제 12 항에 있어서, 강화학습 라이브러리 환경 구축 단계는,
강화학습 라이브러리가 FLOW 적용부로부터 상태(state)를 전달받는 단계와,
학습할 데이터를 샘플링하는 데이터 샘플링 단계와,
운전 행태(정책) 훈련을 하는 정책 훈련 단계와,
훈련 결과를 평가하고 학습된 행태를 FLOW 적용부로 전달하는 훈련 결과 평가 단계와,
자율주행차량이 관찰할 수 있는 범위 내의 정보를 통하여 학습하는 방법으로 강화학습과 마르코프 의사결정 모델 사용(Partial Observability MDP, POMDP)을 적용하여 행동에 대한 강화학습의 보상을 최대화할 수 있도록 하는 정책 최적화 단계와,
FLOW 적용부로부터 자율 주행 차량의 상태를 받아 정책 업데이트 및 저장을 하는 정책 업데이트 저장 단계와,
업데이트된 정책이 학습 루프 조건을 만족하는지 판단하는 학습 루프조건 판단 단계를 포함하는 것을 특징으로 하는 자율주행 차량 군집 운행을 위한 비신호 교차로에서의 강화학습기반 통행 개선을 위한 방법.

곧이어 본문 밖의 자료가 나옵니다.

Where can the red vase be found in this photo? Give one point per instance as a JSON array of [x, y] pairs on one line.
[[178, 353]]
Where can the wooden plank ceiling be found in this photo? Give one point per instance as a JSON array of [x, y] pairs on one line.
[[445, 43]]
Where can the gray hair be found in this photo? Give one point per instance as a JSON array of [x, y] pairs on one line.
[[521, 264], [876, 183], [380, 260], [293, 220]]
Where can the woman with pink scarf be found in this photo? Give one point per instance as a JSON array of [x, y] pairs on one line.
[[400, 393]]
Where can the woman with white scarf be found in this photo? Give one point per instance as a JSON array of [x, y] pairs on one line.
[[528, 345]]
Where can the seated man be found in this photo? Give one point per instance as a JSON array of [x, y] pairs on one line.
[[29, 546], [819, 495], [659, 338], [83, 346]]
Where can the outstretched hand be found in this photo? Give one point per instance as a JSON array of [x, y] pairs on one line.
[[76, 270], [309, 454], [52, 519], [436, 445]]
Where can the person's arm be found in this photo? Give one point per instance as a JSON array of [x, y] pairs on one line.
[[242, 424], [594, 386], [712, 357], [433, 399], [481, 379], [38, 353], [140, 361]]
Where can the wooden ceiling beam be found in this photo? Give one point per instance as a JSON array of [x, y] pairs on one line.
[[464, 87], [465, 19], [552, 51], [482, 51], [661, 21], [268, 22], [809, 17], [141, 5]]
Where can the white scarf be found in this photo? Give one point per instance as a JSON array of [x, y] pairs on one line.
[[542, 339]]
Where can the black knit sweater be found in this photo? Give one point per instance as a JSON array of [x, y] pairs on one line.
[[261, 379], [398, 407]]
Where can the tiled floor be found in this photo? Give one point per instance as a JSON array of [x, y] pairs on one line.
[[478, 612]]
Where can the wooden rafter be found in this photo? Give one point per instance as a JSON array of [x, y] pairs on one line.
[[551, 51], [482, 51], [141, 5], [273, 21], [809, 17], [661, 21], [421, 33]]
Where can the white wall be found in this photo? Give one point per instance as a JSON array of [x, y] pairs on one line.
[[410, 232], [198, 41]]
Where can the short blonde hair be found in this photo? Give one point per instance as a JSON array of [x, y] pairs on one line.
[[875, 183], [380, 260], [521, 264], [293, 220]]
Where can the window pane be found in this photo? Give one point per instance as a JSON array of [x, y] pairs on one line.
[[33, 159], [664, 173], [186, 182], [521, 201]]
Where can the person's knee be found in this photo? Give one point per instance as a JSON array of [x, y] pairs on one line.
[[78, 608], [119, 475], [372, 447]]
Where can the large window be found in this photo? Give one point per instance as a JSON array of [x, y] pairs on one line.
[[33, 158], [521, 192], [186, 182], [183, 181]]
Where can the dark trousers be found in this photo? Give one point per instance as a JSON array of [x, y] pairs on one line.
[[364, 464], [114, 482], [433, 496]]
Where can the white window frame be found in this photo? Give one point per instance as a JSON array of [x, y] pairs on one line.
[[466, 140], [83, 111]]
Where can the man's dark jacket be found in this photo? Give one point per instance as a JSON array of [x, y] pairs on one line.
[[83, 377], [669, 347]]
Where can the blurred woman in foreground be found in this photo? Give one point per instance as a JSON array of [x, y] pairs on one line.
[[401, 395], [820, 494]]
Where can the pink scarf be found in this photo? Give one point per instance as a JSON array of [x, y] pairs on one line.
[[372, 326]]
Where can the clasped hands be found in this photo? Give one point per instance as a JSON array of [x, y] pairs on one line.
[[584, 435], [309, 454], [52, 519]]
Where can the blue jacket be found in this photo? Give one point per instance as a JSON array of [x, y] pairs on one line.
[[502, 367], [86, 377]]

13. The method of claim 12, wherein the step of constructing a reinforcement learning library environment comprises:
A step in which the reinforcement learning library receives a state from the FLOW application unit,
A data sampling step of sampling the data to be learned;
a policy training stage of driving behavior (policy) training;
A training result evaluation step of evaluating the training result and delivering the learned behavior to the FLOW application unit;
Policy optimization to maximize the reward of reinforcement learning for behavior by applying reinforcement learning and the use of Markov decision-making models (Partial Observability MDP, POMDP) as a method of learning through information within the range that autonomous vehicles can observe step and
A policy update storage step of receiving the status of the autonomous vehicle from the FLOW application unit and updating and storing the policy;
A method for improving traffic based on reinforcement learning at non-signal intersections for autonomous vehicle swarm operation, comprising the step of determining whether the updated policy satisfies the learning loop condition.